In November, affiliate title Buyouts reported that Mozaic had won a mandate to sell $2.6 billion of stakes on behalf of New York State Teachers’ Retirement System. It is unclear how much ended up selling and if the deal closed in 2021.
PJT Park Hill was another firm to more than double its business year-on-year, advising on $23 billion of closed secondaries deals. Fifty-one percent of its work by volume was in the GP-led market, with $7.9 billion accounted for by single-asset deals, including a $1.5 billion process on TPG portfolio company Creative Artists Agency.
Larger GP commitments in continuation fund deals, more NAV-backed financings and expansion of the private debt secondaries market are some of the things to look out for in 2022, according to managing director Darren Schluter.
Last but not least is Tradition Private Markets, whose secondaries advisory team added real estate specialist Michael McKell in May last year. Tradition advised on $1.2 billion of transactions across private equity, infrastructure, real estate and distressed/special situations. Eighty-five percent of its deals were LP portfolio sales. Of those that responded to the question, Tradition was one of only two who advised on a preferred equity or NAV financing deal.
“The desire to purchase large, diversified LP portfolios greatly increased,” said managing director Dan Nolan. “In the second half, we saw a shift in supply dynamics in response to this. This was notable across all asset classes, but especially true for infrastructure, where there was a large increase in the amount of LP supply in the market.”
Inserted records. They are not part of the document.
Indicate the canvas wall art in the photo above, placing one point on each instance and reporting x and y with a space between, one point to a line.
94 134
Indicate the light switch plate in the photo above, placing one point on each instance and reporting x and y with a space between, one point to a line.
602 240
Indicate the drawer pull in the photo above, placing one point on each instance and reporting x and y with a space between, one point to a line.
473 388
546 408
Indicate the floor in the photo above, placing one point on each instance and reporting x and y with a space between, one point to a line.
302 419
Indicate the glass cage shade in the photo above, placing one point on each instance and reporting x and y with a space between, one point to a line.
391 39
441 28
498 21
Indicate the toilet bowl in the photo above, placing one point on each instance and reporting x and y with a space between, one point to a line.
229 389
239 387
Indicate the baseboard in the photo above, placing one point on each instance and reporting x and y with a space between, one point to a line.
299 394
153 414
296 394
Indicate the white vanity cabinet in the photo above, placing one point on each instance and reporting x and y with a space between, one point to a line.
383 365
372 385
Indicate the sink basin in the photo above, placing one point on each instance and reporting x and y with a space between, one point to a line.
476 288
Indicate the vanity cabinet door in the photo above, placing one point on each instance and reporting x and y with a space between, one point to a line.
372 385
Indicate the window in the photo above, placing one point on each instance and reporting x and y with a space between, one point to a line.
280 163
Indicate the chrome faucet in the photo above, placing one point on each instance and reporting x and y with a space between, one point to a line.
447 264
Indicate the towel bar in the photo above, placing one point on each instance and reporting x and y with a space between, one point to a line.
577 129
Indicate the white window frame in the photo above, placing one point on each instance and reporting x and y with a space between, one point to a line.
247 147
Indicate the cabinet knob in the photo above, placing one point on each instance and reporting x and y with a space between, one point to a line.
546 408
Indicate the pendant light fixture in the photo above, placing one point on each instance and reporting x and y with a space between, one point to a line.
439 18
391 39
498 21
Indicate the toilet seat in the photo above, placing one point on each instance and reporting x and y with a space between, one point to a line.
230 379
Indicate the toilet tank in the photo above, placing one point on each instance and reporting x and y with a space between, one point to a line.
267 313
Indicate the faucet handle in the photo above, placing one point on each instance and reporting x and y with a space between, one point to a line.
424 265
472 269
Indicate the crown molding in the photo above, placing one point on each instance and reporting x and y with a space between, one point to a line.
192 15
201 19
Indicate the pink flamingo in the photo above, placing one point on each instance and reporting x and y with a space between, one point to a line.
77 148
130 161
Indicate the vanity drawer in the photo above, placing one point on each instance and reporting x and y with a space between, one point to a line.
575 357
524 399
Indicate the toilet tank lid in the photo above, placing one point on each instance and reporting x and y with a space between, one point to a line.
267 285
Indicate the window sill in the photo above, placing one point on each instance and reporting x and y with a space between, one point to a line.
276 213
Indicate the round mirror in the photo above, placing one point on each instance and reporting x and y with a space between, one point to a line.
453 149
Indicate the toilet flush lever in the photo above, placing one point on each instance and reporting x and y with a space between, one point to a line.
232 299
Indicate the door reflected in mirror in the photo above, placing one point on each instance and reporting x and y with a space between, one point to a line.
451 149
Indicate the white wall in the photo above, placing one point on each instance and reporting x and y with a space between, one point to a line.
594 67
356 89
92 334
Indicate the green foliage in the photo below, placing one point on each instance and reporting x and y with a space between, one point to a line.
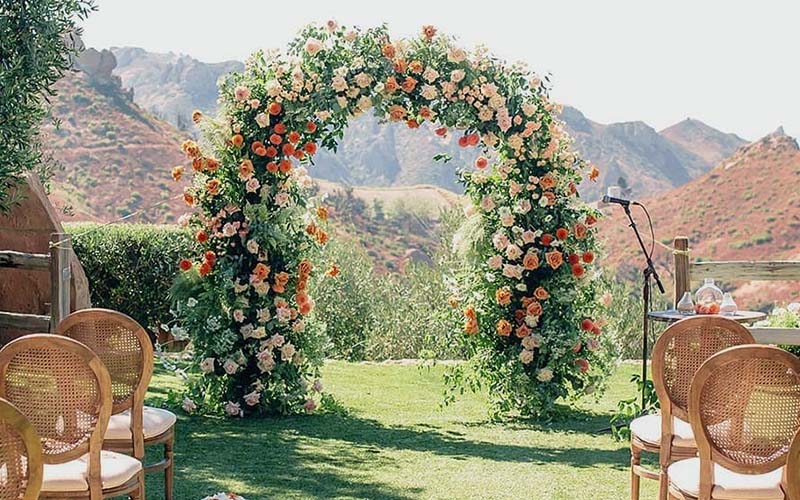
36 46
369 316
786 317
131 267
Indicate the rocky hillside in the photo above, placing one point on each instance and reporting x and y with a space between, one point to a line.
746 208
115 157
171 85
371 153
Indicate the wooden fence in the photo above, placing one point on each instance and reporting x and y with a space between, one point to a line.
57 263
688 273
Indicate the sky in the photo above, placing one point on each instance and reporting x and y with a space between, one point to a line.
731 64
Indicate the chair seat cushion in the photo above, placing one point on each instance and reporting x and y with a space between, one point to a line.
728 485
648 429
116 469
155 421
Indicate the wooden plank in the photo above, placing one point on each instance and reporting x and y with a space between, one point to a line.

Deal volume in the survey was defined as purchase price plus unfunded commitments for transactions that closed between January and December, and data was submitted by advisers. NAV from rolling LPs was not included in deal totals.
Firms including Lazard, Greenhill, Jefferies, Rothschild & Co, Rede Partners, UBS and Atlantic Pacific either declined to participate or did not return requests for comment.